The PI3K/AKT/mTOR pathway is one of the most common dysregulated signaling cascade responses in human cancers, playing a crucial role in cell proliferation and angiogenesis. Therefore, the development of anticancer drugs targeting the PI3K and mTOR pathways has become a research hotspot in cancer treatment. In this study, the PI3K selective inhibitor GDC‐0941 was selected as a lead compound, and 28 thiophenyl‐triazine derivatives with aromatic urea structures were synthesized based on scaffold hopping, serving as a novel class of PI3K/mTOR dual inhibitors. The most promising compound Y‐2 was obtained through antiproliferative activity evaluation, kinase inhibition, and toxicity assays.

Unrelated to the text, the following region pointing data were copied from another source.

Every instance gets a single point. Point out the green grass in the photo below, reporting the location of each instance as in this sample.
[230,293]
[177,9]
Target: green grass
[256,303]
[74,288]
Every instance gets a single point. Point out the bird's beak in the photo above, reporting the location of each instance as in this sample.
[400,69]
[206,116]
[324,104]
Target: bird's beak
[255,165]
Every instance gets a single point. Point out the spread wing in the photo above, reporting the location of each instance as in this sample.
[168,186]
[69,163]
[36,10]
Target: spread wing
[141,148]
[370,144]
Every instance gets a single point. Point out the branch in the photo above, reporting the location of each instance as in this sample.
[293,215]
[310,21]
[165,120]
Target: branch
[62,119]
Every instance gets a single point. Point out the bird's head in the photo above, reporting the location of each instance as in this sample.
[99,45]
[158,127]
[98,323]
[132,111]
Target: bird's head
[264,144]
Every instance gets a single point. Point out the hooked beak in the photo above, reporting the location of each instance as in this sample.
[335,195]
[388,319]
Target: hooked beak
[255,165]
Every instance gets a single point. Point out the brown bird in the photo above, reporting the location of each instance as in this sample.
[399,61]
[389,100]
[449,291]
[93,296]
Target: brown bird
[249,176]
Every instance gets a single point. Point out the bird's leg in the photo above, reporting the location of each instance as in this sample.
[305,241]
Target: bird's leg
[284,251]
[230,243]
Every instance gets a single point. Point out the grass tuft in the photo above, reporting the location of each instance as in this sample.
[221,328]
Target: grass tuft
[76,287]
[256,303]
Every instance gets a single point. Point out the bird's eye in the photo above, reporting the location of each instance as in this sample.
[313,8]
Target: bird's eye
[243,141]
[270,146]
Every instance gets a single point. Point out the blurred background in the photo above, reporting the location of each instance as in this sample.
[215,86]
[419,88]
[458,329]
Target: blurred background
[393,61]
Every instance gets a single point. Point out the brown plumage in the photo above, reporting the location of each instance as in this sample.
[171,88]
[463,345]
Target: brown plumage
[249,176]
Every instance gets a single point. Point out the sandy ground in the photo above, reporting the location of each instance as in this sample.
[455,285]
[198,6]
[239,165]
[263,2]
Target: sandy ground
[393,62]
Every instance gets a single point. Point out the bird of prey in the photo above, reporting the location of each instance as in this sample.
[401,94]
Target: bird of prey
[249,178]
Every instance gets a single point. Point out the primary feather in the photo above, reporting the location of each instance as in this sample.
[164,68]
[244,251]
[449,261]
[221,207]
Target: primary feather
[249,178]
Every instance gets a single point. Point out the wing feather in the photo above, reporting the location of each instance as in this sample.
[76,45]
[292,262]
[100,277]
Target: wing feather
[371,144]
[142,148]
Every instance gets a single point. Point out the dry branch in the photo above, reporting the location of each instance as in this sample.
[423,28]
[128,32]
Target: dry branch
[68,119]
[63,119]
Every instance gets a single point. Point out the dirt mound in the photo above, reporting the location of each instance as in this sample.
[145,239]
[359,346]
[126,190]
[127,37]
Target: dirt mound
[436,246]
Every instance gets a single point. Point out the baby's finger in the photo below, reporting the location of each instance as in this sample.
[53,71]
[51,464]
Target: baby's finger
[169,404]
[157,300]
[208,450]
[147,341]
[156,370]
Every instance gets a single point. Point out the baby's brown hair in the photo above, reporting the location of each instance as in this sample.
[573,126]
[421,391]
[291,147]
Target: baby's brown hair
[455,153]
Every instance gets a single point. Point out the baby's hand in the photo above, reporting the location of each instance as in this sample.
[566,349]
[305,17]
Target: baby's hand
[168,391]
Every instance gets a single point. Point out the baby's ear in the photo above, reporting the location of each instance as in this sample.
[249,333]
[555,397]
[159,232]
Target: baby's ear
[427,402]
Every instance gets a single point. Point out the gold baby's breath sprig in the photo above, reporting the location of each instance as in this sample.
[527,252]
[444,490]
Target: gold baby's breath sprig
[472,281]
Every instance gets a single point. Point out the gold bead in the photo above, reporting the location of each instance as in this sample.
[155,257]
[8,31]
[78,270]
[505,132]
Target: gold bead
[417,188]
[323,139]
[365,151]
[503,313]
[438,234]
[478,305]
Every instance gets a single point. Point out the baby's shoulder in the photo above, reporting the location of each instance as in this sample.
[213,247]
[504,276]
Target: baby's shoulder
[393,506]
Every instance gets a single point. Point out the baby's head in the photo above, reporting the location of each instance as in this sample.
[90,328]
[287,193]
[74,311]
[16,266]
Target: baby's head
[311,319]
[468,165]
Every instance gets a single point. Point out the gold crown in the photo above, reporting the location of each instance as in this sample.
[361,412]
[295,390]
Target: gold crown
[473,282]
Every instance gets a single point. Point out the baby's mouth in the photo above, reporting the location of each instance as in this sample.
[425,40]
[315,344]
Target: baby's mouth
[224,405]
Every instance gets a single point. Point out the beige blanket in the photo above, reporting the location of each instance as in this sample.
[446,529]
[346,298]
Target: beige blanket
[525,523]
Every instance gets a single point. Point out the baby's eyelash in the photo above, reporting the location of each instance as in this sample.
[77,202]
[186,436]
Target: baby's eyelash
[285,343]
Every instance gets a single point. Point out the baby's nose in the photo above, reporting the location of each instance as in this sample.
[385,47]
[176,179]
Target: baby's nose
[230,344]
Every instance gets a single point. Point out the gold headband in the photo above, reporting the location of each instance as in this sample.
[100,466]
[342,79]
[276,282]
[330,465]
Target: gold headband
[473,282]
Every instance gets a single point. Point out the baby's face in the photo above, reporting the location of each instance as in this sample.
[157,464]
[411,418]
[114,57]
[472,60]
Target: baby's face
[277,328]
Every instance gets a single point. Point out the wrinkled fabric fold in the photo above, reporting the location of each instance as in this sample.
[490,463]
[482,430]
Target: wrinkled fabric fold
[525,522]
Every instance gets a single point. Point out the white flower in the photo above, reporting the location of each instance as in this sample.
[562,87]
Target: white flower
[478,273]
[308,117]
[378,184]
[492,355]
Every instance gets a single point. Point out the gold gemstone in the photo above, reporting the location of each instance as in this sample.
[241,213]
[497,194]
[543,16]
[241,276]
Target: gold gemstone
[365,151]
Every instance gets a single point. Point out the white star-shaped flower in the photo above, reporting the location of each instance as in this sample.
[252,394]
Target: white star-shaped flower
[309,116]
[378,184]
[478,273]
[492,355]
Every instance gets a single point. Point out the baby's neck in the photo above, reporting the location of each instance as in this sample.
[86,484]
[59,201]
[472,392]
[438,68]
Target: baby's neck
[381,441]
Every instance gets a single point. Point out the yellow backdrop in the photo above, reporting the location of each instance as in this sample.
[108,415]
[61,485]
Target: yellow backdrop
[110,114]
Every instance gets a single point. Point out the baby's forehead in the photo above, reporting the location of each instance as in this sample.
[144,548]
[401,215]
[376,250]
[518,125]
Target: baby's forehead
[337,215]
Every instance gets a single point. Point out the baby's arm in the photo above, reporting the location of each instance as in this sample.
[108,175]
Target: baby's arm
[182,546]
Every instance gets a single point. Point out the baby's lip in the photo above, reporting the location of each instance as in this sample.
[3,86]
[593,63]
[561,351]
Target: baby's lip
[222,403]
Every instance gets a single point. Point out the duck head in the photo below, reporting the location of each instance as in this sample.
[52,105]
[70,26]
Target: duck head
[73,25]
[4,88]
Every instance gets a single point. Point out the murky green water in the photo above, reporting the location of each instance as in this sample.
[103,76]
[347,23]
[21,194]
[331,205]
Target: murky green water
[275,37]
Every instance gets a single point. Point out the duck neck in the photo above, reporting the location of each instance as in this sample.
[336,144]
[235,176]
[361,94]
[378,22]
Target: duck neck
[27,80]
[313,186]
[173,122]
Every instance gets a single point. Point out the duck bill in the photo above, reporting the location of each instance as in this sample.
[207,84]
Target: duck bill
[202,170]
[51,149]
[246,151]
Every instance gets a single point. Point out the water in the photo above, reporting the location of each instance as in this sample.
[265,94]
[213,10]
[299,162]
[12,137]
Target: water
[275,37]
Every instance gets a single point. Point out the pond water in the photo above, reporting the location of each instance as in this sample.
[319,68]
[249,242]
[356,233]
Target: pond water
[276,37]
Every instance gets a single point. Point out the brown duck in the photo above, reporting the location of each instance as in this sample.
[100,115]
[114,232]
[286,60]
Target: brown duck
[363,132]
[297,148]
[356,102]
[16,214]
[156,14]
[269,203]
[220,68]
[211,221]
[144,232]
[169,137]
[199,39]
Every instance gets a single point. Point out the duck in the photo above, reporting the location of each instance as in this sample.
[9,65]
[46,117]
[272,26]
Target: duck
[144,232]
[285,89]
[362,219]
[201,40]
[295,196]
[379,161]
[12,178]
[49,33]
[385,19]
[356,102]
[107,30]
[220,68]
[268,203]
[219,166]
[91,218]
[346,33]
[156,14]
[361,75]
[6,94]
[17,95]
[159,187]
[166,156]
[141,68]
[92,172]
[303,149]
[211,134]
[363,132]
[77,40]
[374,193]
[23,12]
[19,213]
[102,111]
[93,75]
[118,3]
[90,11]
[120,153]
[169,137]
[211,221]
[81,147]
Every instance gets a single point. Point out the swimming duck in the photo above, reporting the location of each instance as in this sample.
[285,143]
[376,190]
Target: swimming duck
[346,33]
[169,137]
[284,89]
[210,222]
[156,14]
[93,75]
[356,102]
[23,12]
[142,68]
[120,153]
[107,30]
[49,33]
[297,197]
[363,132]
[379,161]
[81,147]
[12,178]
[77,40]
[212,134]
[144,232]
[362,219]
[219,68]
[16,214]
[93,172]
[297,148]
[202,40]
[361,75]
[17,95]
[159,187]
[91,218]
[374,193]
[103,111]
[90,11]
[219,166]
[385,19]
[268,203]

The results showed that Y‐2 demonstrated potential inhibitory effects on both PI3K kinase and mTOR kinase, with IC50 values of 171.4 and 10.2 nM, respectively. The inhibitory effect of Y‐2 on mTOR kinase was 52 times greater than that of the positive drug GDC‐0941. Subsequently, the antitumor activity of Y‐2 was verified through pharmacological experiments such as AO staining, cell apoptosis, scratch assays, and cell colony formation. The antitumor mechanism of Y‐2 was further investigated through JC‐1 experiments, real‐time quantitative PCR, and Western blot analysis. Based on the above experiments, Y‐2 can be identified as a potent PI3K/mTOR dual inhibitor for cancer treatment. A series of thiophene‐triazine derivatives with aromatic urea structures were designed and synthesized based on a scaffold hopping approach. GDC‐0941 was selected as the lead compound, and the active group of PKI‐587 was introduced to design a novel class of PI3K/mTOR dual inhibitors. Pharmacological experiments have indicated that Y‐2 can be identified as a novel PI3K/mTOR dual inhibitor for cancer therapy.